So what do you think what will be the better option in that case bond or paying for an insurance?


----------



## RichF28 (Jun 17, 2015)

See that shiny new 40 at the next dock.... Imagine getting blown into their bow pulpit and bending something....
You NEED liability insurance... One incident like that could easily equal 10-20 years of liability premiums.....


----------



## MikeOReilly (Apr 12, 2010)

RichF28 said:


> See that shiny new 40 at the next dock.... Imagine getting blown into their bow pulpit and bending something....
> You NEED liability insurance... One incident like that could easily equal 10-20 years of liability premiums.....


Of course, the risk of this _actually_ happening is likely quite low. We know this because, in general, liability insurance is very cheap. Insurance companies are experts at pricing risk. The cost tells you how risky they believe the situation is.

Not in any way arguing against liability insurance, or indeed any insurance, but people always seem to forget that risk is proportional to the impact of an event (getting blown into their pulpit) AND the likelihood of the event happening. A high impact but low probability event can still be considered low risk. 

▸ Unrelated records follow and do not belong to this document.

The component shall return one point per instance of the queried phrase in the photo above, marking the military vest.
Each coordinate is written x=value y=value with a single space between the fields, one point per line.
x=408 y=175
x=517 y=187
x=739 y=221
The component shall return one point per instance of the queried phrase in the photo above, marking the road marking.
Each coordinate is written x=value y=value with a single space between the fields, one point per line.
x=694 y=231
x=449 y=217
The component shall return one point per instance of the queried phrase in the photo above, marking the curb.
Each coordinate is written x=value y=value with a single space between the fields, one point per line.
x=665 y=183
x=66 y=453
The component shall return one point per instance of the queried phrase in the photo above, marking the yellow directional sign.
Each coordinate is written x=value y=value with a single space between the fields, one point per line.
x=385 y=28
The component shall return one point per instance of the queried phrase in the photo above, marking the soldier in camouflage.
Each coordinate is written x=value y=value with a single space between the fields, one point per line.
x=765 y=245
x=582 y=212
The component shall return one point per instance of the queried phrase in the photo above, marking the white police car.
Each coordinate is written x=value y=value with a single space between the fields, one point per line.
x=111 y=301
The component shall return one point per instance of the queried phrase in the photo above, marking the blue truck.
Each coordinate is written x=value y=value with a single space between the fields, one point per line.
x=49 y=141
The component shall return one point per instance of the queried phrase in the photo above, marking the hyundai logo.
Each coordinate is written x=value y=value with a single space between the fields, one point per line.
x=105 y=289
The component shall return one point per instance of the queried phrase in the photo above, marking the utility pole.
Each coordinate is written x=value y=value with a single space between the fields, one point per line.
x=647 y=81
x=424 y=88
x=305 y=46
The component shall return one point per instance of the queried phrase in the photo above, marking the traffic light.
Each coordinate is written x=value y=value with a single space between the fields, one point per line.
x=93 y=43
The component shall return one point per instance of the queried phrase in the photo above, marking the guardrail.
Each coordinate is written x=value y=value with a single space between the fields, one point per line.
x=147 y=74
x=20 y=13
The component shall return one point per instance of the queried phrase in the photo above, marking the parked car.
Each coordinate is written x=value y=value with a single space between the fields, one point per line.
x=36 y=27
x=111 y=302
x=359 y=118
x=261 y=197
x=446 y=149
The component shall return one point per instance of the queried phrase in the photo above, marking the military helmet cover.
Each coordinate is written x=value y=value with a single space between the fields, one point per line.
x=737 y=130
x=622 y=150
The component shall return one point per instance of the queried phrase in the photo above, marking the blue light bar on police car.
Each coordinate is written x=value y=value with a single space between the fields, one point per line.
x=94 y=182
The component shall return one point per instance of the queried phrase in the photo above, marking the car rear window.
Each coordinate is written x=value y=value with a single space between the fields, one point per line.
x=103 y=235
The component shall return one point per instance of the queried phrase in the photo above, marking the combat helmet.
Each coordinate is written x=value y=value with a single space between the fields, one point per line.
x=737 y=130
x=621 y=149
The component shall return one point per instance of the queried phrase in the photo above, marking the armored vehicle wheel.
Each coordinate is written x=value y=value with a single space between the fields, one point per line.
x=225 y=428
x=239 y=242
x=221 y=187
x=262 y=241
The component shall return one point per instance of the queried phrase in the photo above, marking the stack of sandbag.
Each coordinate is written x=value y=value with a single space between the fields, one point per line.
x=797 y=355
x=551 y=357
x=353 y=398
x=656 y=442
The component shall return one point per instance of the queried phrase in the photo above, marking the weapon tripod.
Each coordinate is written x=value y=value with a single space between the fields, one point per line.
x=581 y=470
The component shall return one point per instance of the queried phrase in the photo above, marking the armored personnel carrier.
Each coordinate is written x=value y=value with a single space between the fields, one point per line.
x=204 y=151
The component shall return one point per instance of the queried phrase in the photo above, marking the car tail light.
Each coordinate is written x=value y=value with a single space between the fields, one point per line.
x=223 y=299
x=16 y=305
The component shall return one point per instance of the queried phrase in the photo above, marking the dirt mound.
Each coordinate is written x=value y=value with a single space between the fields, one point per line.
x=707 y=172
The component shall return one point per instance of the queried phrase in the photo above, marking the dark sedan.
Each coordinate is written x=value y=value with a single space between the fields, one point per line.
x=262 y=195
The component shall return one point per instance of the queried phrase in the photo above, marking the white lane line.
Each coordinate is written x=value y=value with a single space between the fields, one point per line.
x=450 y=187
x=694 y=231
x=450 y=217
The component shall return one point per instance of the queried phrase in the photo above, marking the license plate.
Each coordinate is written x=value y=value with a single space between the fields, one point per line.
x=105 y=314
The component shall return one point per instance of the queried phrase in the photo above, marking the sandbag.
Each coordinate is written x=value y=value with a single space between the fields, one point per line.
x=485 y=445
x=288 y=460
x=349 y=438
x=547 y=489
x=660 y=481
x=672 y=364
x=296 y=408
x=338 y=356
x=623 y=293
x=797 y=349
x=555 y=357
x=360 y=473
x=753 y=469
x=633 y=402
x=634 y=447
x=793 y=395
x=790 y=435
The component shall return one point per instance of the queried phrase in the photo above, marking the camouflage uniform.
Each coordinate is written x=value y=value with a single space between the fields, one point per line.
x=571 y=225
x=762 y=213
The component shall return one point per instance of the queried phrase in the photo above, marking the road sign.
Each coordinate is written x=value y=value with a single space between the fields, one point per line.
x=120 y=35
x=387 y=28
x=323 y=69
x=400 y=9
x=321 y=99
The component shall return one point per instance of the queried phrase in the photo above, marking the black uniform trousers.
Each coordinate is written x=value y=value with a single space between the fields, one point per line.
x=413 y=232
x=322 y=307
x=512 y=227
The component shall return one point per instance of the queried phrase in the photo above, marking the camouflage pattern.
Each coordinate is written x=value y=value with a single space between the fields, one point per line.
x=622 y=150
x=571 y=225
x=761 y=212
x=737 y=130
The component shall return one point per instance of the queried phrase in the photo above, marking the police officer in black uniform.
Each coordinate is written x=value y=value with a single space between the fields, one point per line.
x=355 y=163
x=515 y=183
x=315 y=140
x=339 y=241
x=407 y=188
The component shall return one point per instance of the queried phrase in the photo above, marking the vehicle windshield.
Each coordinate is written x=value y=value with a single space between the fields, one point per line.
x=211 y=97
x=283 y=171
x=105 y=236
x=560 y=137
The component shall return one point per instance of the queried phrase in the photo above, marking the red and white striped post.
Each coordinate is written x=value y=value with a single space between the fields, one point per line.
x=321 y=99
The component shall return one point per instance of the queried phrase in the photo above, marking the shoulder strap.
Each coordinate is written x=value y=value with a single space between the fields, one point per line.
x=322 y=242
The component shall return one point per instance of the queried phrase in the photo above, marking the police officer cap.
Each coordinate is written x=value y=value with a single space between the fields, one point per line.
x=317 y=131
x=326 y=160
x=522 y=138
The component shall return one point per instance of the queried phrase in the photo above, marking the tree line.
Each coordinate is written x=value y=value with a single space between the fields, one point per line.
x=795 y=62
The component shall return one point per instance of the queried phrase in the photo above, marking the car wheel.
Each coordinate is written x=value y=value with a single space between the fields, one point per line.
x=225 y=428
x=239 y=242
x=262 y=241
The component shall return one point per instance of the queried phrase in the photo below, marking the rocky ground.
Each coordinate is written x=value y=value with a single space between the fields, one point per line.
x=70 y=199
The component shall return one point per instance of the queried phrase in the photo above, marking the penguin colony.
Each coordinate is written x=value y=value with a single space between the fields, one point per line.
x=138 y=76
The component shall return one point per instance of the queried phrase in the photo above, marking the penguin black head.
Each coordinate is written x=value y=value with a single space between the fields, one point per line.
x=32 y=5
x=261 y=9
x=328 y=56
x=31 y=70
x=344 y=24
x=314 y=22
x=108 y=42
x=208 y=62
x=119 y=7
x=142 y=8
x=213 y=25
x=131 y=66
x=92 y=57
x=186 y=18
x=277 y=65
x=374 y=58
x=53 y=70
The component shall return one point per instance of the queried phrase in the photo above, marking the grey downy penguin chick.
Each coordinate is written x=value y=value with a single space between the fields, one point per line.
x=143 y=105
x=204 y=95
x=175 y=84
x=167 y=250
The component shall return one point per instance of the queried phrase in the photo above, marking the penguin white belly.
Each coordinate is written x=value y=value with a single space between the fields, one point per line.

Insurance sellers like to focus on the former, but to do a rational risk assessment one needs to consider both parts of the equation.


----------



## joethecobbler (Apr 10, 2007)

The OP was a "new" sailor looking towards the horizon, inexperienced, anxious, still excited, cautious, easily led by largely anonymous posters many with " tenous" grasp of the insurance industry and the multiple types of insurance and what they " cover" 
Confligating " liability", with. " Hull" and or " full loss" coverage.
As, for me, looking over my shoulder of almost a half century of " boating", thousands of miles under multiple keels, living aboard, traveling, etc.
I never purchased any insurance of any sort for anything unless compelled to do so by government authority to participate in the activity I was pursuing.
And after decades of living, the sky has yet to fall.
I also never willingly wear a helmet,seat belt, I run with scissors, I've looked directly into the sun, rarely wear a tether or life jacket, etc. etc.
I also spend "ZERO" time living in " what if land" and never travel to"worst case scenario village".
Had I spent my money on insurance premiums over the last few decades,I'd never been able to afford to leave the dock!
Vermont still doesn't require vehicle insurance.
Florida doesn't require motorcycle insurance.
And more States are devoid of helmet laws.
And the sky hasn't fallen or society collapsed.
But, if it gives you the warm and fuzzy, by all means, buy all you can afford.
Just don't force me to pay for your fear.
If you're " concerned" then YOU should by insurance to feel " safe".
I'll continue to rely on my abilities that have a 100% proven success rate for almost half a century.


----------



## CLOSECALL (Dec 11, 2012)

My insurance helps to protect me from people like you.


----------



## AWT2_Sail (Oct 12, 2021)

My


joethecobbler said:


> The OP was a "new" sailor looking towards the horizon, inexperienced, anxious, still excited, cautious, easily led by largely anonymous posters many with " tenous" grasp of the insurance industry and the multiple types of insurance and what they " cover"
> Confligating " liability", with. " Hull" and or " full loss" coverage.
> As, for me, looking over my shoulder of almost a half century of " boating", thousands of miles under multiple keels, living aboard, traveling, etc.
> I never purchased any insurance of any sort for anything unless compelled to do so by government authority to participate in the activity I was pursuing.
> ...


 YOUR insurance protects ME from people like you.


----------



## RichF28 (Jun 17, 2015)

MikeOReilly said:


> Of course, the risk of this _actually_ happening is likely quite low. We know this because, in general, liability insurance is very cheap. Insurance companies are experts at pricing risk. The cost tells you how risky they believe the situation is.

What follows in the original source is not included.